What do we already know about this topic?

• Migraine pain is thought to ultimately require activation of nociceptors in the cranial meninges.
• This process likely involves dural mast cell (MC) degranulation and secretion of inflammatory mediators, cytokines, chemokines and proteases that activate nociceptors.
• Tryptase, the most abundant MC protease, has been shown to stimulate additional MC as well as trigeminal nociceptors by activating the protease-activated receptors 2 (PAR-2) receptor.^1,2
• Mast cell or neuronal PAR-2 receptors may, therefore, represent a novel target for migraine treatment.

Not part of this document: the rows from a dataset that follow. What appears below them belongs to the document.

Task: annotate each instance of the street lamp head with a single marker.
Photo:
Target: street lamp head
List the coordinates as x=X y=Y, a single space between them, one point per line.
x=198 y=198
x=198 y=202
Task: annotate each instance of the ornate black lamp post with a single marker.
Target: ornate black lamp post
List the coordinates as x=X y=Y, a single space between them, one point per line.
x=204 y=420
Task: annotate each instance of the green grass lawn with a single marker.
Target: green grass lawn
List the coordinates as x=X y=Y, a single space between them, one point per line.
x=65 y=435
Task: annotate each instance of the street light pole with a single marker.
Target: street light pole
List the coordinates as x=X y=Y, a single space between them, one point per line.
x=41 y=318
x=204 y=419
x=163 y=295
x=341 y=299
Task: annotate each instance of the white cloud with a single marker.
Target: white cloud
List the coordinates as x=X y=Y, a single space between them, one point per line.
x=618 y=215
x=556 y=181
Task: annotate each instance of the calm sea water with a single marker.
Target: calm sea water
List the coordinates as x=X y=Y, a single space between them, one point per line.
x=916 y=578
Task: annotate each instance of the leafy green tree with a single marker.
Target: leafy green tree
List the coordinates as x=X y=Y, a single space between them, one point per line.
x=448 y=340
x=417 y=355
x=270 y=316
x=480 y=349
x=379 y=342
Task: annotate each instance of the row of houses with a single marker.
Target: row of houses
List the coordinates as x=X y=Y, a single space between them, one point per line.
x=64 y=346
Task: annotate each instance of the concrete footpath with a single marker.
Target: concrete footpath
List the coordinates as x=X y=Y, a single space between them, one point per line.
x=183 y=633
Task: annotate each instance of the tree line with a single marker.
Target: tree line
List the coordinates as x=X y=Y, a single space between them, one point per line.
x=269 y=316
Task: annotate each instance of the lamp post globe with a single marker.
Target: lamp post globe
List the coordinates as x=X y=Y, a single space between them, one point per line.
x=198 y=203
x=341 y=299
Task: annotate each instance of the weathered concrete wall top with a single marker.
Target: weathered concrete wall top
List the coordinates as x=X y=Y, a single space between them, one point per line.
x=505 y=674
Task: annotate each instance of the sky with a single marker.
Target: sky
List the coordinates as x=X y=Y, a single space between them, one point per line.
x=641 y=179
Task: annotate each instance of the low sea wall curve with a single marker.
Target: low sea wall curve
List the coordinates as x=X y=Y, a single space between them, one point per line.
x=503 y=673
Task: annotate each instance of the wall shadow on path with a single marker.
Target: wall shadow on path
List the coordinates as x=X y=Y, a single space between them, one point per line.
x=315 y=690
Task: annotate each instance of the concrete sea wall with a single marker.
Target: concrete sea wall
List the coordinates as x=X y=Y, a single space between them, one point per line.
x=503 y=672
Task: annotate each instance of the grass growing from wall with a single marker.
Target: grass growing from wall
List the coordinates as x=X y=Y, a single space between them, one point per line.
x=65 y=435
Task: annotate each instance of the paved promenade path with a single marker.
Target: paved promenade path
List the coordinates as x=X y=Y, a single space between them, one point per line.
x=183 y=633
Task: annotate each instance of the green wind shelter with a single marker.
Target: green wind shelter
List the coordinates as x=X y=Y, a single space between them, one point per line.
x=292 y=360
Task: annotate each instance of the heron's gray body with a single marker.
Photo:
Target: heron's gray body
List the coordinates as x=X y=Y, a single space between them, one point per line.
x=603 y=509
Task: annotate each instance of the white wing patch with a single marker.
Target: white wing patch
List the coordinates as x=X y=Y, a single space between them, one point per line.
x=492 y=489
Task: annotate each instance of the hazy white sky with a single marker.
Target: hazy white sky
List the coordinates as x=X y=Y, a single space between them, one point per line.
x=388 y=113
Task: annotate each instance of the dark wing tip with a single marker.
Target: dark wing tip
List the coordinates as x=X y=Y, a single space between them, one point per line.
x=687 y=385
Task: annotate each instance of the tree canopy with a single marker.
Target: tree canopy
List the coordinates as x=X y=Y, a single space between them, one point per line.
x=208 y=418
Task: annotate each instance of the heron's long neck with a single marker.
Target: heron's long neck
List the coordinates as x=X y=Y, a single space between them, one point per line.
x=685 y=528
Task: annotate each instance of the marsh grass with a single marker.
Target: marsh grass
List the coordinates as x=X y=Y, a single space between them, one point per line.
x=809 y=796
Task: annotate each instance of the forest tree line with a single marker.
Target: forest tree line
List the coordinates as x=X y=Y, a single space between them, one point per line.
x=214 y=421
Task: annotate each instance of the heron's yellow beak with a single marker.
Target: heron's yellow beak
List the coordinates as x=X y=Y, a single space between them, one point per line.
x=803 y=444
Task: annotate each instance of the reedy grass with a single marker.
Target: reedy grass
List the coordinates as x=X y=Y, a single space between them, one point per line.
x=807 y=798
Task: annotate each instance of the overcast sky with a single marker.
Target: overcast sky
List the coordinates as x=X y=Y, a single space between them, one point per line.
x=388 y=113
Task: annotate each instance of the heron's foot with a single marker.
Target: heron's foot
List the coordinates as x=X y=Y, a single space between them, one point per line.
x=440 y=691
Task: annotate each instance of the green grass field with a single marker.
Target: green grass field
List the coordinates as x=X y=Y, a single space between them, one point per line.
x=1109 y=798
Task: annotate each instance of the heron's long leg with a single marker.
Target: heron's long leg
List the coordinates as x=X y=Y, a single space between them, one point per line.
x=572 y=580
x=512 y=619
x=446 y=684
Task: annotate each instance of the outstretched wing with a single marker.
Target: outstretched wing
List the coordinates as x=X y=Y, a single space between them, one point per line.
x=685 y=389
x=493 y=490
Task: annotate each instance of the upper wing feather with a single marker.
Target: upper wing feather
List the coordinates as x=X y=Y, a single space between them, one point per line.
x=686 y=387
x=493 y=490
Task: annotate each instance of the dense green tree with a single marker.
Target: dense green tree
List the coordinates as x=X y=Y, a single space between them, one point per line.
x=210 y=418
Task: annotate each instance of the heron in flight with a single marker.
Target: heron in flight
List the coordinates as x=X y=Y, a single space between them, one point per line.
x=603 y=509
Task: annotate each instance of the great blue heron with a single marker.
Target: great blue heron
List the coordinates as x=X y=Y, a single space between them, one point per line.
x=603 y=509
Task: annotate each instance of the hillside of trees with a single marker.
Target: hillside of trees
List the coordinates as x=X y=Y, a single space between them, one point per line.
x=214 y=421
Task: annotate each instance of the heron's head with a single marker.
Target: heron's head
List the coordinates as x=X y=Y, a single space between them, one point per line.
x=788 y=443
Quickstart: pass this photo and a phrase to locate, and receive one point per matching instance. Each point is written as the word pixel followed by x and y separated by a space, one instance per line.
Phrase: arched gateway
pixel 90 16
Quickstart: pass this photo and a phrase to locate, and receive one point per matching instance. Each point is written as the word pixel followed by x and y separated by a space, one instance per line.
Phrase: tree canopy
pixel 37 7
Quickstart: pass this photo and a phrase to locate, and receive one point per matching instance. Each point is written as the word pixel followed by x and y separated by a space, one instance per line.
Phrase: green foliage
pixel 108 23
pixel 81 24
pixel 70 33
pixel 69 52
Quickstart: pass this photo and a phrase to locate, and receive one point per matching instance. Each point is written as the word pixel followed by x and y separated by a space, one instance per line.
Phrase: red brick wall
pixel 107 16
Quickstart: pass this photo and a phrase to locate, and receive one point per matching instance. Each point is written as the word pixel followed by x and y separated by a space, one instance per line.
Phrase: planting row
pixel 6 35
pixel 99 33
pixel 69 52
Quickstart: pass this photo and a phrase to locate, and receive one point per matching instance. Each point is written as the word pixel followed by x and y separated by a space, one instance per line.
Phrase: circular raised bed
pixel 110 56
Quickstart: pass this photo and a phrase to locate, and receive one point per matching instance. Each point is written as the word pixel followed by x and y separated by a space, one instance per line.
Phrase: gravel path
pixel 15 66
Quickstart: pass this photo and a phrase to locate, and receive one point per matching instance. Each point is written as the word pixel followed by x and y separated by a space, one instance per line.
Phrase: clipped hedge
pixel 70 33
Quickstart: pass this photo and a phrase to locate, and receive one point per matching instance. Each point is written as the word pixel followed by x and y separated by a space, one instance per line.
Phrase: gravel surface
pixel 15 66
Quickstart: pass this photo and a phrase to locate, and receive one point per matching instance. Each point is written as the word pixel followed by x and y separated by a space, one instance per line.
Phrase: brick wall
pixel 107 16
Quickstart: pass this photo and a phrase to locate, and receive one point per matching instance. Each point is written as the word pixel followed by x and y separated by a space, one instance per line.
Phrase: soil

How was this study conducted?

• In-vivo study conducted in 6-week-old female C57BL/6 mice injected with a fully humanized PAR-2 monoclonal antibody (mAb) either 72 hours before the first restraint-stress, or 72 hours before umbellulone inhalational exposure, to determine the contribution of PAR-2 receptors in preventing (a) restraint stress-induced sensitization and (b) allodynia induced by inhalational umbellulone.
• To induce the injury-free migraine model, mice were submitted to three days of restraint stress, and tactile frequency of response was evaluated over the next two weeks.
• Fourteen days after the last restraint stress, mice were exposed to inhalational umbellulone oil (0.01M), for 30 min under isofluorane anesthesia (2%), followed by tactile response frequency assessment.